Bringing together a couple of demonstrations concerning gRPC Load Balancing in k8s clusters.
gRPC load balancing is an interesting topic since it implies L7 load balancer capabilities. Such a thing is not possible with an out-of-the-box kube-proxy solution, contrasting to REST load balancing.
Q: Why L7 load balancing, shouldn't something like L4 still work? A significant reason is the gRPC's usage of multiplexing, provided by http2, on persistent and long-lived connections. With that, gRPC avoids costs related to connection recreation and mitigates head-of-line blocking problem (Wiki , SO), which in turn significantly reduces the number of open connections needed between an individual client and a server cluster. On the down-side, connection-based load balancing (such as L4) is not optimal; one needs to introspect the payload to balance RPCs themselves.
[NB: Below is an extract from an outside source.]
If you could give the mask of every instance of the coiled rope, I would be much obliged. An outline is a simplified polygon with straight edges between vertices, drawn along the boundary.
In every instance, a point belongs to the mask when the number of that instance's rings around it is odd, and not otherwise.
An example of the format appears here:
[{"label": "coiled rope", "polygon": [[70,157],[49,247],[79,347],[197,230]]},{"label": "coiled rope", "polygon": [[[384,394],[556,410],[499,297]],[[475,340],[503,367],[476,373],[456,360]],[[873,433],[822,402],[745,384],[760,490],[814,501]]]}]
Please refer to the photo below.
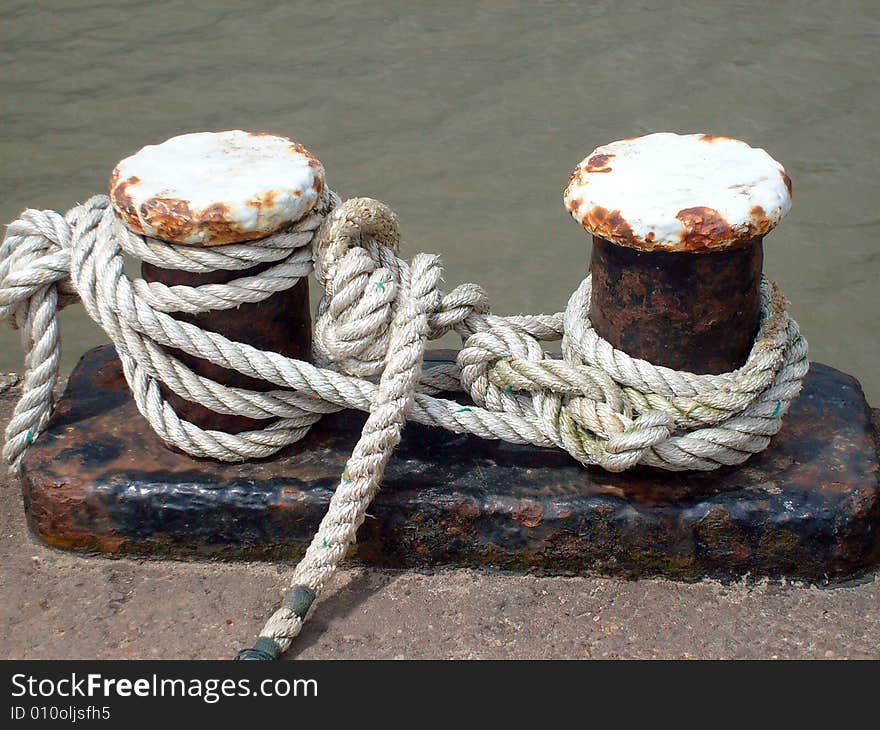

Establishing gRPC communication between a client and a scalable cluster of server instances.
The client sends ten concurrent Hello
RPCs, waits for all responses, prints them on the output, and loops forever.
A request is a Hello
message containing a client identifier and the request counter, while the response is just an
echo with an added prefix identifying the server that processed the request.
The client accepts the server's address as part of its configuration, e.g., dns:///server:50051. The client uses DNS resolution and does round-robin load balancing in case multiple IPs are resolved.